The rule is named after Martha Mills, a thirteen-year old who died from sepsis in 2021 after her parents’ concerns were dismissed by clinicians. An inquest found that Martha probably would have survived if she had been moved to intensive care sooner. Since her daughter’s death, journalist Merope Mills has been campaigning tirelessly for the right for patients to have a second opinion.

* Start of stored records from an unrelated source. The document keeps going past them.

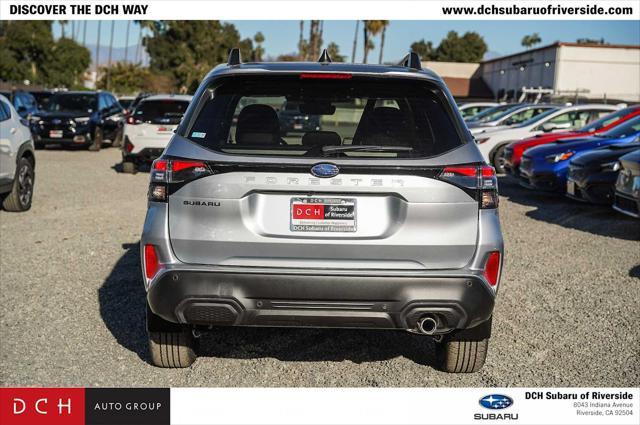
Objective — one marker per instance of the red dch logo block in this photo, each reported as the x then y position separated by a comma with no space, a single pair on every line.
308,212
42,406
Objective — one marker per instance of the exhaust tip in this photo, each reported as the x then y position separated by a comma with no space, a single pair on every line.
427,325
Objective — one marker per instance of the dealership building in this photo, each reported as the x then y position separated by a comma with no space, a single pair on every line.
593,72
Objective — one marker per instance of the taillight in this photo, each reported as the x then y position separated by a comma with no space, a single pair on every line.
168,172
479,178
151,263
492,268
128,146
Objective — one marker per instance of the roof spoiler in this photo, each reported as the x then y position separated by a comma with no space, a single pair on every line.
234,57
412,60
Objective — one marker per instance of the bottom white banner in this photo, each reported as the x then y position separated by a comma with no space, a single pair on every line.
405,406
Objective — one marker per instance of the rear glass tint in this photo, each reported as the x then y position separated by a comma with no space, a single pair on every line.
326,118
161,111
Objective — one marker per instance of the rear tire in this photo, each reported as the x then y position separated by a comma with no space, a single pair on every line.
97,141
21,195
462,356
129,167
117,141
170,345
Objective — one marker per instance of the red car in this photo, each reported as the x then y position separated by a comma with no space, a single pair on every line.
513,153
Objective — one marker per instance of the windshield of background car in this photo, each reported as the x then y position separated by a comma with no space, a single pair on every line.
607,120
494,113
160,111
72,103
362,116
537,118
627,128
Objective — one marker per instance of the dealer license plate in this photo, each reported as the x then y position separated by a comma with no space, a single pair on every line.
323,215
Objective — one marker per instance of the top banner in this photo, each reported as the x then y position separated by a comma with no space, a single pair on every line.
325,9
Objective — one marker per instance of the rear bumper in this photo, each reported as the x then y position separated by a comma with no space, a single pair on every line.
544,181
626,204
143,155
315,300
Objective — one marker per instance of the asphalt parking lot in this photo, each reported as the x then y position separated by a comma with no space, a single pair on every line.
72,301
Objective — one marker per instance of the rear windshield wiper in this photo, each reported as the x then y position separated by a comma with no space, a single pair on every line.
366,148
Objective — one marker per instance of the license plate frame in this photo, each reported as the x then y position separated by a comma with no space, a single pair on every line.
323,214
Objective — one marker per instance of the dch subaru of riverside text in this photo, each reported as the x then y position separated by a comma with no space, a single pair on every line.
385,217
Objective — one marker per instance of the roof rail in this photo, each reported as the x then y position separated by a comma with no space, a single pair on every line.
412,60
324,57
234,57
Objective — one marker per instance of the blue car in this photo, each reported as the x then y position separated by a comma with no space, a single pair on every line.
545,167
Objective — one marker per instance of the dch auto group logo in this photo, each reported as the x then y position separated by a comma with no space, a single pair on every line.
35,406
495,402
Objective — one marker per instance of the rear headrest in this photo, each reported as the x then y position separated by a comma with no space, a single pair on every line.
322,138
258,125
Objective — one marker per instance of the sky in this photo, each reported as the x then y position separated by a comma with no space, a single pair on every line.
502,37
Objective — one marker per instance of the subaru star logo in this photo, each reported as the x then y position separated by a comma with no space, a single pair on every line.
496,401
325,170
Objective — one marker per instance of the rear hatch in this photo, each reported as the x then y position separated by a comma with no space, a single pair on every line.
340,197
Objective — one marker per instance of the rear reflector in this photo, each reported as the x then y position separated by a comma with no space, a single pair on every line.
492,268
151,264
324,76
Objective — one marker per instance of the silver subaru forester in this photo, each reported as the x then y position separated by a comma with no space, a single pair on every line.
380,214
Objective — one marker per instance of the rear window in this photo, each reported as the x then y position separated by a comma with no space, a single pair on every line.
356,117
72,102
161,111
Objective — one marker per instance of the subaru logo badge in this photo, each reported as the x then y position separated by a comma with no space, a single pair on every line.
325,170
496,401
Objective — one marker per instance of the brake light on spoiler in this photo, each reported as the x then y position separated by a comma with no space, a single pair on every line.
479,178
325,76
167,172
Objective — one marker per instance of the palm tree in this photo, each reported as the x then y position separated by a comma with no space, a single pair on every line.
98,49
126,42
301,41
113,23
62,27
355,43
385,24
371,29
259,50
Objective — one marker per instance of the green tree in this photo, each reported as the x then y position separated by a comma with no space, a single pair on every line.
424,49
528,41
186,50
468,48
28,52
67,63
28,44
334,51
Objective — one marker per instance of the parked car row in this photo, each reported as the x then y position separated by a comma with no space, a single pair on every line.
597,163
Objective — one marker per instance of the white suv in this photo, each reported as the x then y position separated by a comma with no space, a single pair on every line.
17,160
149,128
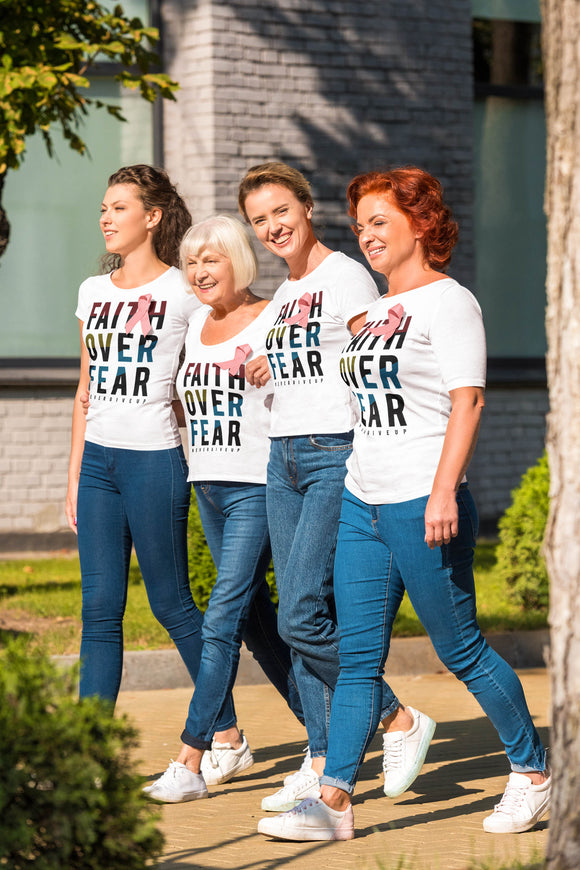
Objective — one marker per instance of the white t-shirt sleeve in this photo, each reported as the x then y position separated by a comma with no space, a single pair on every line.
458,338
355,289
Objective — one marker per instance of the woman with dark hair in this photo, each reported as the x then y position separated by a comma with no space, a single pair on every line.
128,478
408,522
127,471
313,414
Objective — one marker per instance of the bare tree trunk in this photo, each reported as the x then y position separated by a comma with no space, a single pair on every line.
4,225
561,37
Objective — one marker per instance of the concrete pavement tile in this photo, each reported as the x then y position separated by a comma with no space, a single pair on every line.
437,824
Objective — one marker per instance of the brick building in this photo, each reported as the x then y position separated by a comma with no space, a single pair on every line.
333,87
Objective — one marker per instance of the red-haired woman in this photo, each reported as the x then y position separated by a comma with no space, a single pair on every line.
417,368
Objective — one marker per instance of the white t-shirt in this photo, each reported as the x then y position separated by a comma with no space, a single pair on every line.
227,419
402,385
304,342
133,367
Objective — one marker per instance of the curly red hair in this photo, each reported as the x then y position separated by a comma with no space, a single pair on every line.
420,197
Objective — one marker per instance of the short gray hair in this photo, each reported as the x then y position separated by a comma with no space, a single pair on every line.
228,236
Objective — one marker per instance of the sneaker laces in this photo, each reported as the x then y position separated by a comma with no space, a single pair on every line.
171,772
512,799
393,754
307,762
299,779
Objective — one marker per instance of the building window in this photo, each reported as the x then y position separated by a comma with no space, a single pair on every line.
53,208
509,160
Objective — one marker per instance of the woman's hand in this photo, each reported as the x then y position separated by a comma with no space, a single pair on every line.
258,371
441,513
441,518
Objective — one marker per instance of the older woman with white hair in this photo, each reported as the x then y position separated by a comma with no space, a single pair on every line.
227,422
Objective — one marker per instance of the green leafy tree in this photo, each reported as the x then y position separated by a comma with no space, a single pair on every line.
46,49
520,560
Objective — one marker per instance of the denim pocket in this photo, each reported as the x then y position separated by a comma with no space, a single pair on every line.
341,441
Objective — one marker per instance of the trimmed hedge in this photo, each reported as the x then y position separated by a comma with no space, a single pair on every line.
520,562
68,795
202,571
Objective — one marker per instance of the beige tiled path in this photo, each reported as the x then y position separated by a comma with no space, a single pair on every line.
435,826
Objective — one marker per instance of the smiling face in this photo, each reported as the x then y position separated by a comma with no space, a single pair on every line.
212,278
124,222
386,236
281,222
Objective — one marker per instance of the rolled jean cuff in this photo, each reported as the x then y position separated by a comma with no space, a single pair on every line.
520,768
195,741
336,783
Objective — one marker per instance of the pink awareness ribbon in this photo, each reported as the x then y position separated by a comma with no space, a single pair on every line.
141,316
394,318
242,353
301,319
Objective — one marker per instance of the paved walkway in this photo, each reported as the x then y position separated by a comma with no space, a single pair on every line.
435,826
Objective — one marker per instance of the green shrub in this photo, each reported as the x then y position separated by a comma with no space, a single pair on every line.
202,571
68,795
520,562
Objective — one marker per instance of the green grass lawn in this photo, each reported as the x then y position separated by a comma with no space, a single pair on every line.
41,598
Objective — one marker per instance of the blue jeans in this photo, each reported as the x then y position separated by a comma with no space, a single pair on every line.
235,524
305,484
140,498
381,552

At Meningitis Now, we have seen too many tragic cases like this.  Three such cases were documented in an official report presented to the then Secretary of State for Health and Care, Jeremy Hunt, in 2018, entitled the ‘Meningococcal Working Group Report’. This called for:

  • clinicians to “listen to parents, carers and family members” because “parents know their child best”
  • clinicians to record parental views in the patient’s notes, where that was not already done.
  • clinicians and health leaders to “reflect on how best to promote a culture where staff feel empowered to challenge colleagues across different levels of seniority and where staff are also open and responsive to challenge and to learning from mistakes and near misses whether via training or other means”.

This illustrates how the issues underlying Martha’s case are sadly not new. The fact this report was published over five years ago shows how difficult and slow changing culture and practice can be. You can read the report on the website of the Department of Health and Social Care here.

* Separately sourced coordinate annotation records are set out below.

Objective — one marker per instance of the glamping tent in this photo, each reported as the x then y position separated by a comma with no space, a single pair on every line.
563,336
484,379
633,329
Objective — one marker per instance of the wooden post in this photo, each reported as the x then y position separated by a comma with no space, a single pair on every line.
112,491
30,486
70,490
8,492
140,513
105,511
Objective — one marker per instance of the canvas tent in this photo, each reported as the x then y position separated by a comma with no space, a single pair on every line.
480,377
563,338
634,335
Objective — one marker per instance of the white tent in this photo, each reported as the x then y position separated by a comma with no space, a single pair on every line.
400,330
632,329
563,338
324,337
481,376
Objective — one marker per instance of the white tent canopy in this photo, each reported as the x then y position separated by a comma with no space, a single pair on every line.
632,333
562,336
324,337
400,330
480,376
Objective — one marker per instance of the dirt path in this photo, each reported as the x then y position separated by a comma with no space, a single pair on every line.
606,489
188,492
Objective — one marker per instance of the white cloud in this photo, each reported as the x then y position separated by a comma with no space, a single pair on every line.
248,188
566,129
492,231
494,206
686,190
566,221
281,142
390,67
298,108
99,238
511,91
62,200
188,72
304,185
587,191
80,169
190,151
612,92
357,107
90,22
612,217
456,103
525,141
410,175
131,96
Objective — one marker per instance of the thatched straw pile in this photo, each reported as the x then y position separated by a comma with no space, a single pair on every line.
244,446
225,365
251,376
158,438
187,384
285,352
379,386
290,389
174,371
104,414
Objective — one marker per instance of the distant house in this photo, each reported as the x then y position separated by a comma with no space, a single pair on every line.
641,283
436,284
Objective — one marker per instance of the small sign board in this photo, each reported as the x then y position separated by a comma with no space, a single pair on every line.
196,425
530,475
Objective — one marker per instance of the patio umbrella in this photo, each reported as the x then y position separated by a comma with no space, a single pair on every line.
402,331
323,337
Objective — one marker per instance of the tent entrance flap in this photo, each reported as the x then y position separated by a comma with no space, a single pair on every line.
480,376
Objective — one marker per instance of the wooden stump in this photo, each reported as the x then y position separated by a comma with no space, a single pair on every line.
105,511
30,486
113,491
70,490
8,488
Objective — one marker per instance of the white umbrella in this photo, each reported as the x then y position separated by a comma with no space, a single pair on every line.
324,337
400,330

Since then, NHS England has been working on a series of pilot projects across English hospitals to understand how listening to the worry and concern of patients and their carers can become a systematic part of the diagnosis and treatment of people experiencing acute deterioration. Additionally, these projects aim to highlight how patients and carers can be empowered to speak up when their concerns are not heard. Meningitis Now has been sitting on the Steering Group for these pilots, which are known as the ‘Worry and Concern Collaborative’. Other similar initiatives are taking place in Wales.

Currently, Martha’s Rule is set to be adopted in 100 English hospitals from April. The changes will be evaluated by the NHS and hopefully rolled out to more hospitals and other health settings across the UK.

Supporters of Meningitis Now will know that there have been too many cases of meningitis where clinicians overlooking the concerns of loved ones has ended in tragedy. We hope the introduction of this important rule will serve as a reminder for people to trust their instincts when a loved one is unwell – it could save their life.